Standing Is Nice

The Link train has been so crowded in the mornings, lately, that I don’t bother trying to find a seat for my short, two station ride. I stand for the ride. It’s good to see the trains so well used. I don’t mind standing at all

The ride home is long enough that I do try to find a vacant seat.

Fare Inspectors boarded at Westlake this evening. The one in our car got to me just as the train arrived at Capitol Hill Station.

When I come home these days, I almost immediately open a book. I am enjoying this year’s Reading Challenge a whole lot. I’m into an especially good book right now. Of course, I won’t tell you what it is until I finish it and post my review. (That’s a rule I made for myself last year, just for fun, and I’m sticking with it for 2017.)

I find amazing that I’ve finished seven books this month. (Granted, two were short ones, but I’m still amazed.)

I continue to have a love/hate relationship with The Sims 4. I love playing the game, and it’s gorgeous to look at. I hate how buggy the game is, even with no custom content or mods. (Last night, Phillip and I spent a long time figuring out how to make his Sim get some sleep. The last time it happened, a camping trip did the trick. Last night it did not. Internet searches came up with just about everything from resetting the Sim to removing vegetables in his inventory to removing pictures from the walls. Last night, moving to a different bedroom solved it, but it probably won’t work the next time.) Also, I’m frustrated by the restrictions to creativity the game offers.

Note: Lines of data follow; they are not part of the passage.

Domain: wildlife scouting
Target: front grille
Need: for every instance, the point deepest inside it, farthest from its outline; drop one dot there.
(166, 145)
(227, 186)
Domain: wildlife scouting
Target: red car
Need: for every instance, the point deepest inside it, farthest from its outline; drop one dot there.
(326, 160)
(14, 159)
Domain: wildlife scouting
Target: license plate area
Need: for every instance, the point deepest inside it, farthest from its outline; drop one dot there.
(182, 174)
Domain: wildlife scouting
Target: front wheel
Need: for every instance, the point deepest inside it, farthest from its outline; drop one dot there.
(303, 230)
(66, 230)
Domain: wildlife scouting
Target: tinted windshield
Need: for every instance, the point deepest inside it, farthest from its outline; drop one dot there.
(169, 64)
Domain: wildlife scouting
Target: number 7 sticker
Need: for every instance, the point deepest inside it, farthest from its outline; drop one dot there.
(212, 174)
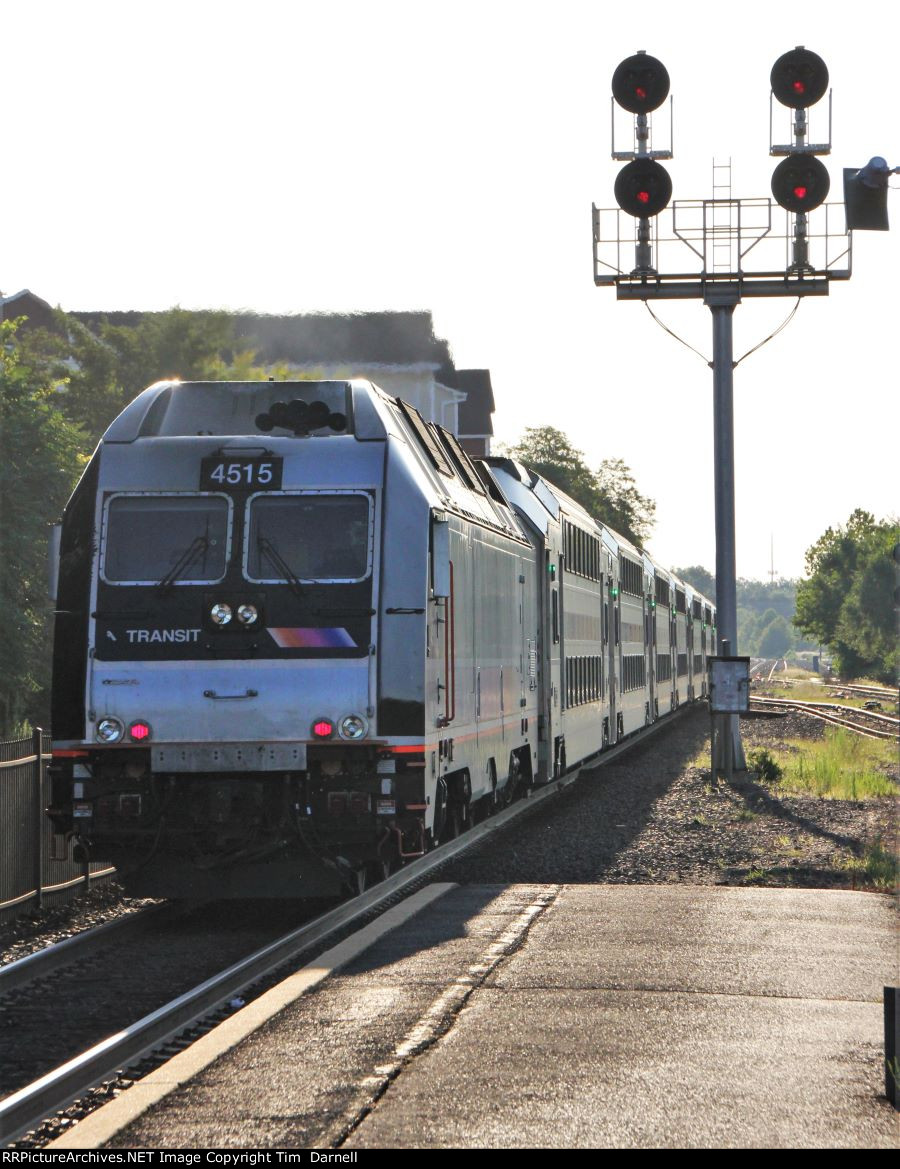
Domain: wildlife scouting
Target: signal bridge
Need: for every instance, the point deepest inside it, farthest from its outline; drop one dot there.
(745, 243)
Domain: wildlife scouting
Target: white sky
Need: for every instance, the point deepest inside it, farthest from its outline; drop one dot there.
(293, 157)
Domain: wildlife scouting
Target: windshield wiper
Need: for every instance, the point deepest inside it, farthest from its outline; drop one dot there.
(184, 560)
(281, 564)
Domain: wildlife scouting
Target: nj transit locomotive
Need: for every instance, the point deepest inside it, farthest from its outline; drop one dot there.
(302, 637)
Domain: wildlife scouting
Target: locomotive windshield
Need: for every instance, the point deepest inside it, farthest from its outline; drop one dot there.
(309, 537)
(165, 539)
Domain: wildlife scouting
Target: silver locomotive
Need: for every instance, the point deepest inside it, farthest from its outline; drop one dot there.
(302, 637)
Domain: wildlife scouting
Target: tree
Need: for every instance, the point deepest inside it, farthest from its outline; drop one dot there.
(699, 578)
(846, 602)
(775, 637)
(41, 461)
(609, 495)
(103, 368)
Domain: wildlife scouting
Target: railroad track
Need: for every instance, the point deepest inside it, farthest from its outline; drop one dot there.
(173, 1025)
(886, 725)
(884, 692)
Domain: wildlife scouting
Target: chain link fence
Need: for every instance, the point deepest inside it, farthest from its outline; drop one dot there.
(29, 874)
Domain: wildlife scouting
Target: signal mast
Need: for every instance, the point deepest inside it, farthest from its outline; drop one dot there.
(734, 227)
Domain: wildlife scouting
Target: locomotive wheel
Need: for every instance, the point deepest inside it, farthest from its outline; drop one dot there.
(452, 823)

But I keep playing The Sims 4, and I continue to enjoy it (when it works right). Phillip and I said we wouldn’t spend any more money on it, but we’ve bought the City Living pack and the Vampires pack.

Phillip and I continue taking turns playing The Sims 4, and we’re playing it in the same world in rather different styles.

Phillip’s Sim has become a vampire. Daryl is living alone, and dating a lot.

My Sims, Henry and Mary Burke, have retired to the countryside of Windenburg. (Henry’s a happy ghost, and Mary will be joining him in ghost form any day now.) Their son, Aquarius Burke, has grown up and moved to the city. After an awkward courtship, Aquarius married his roommate Francine Cha. Their daughter, Lily Cha-Burke, has grown into a teenager, and their son, Spencer Burke-Cha, is a child. They may outgrow their small apartment soon.


Mary and Henry Burke

Phillip is playing the wild, dark, single life, and I’m playing the multi-generational family life.

(I didn’t know where this post was going when I started it.)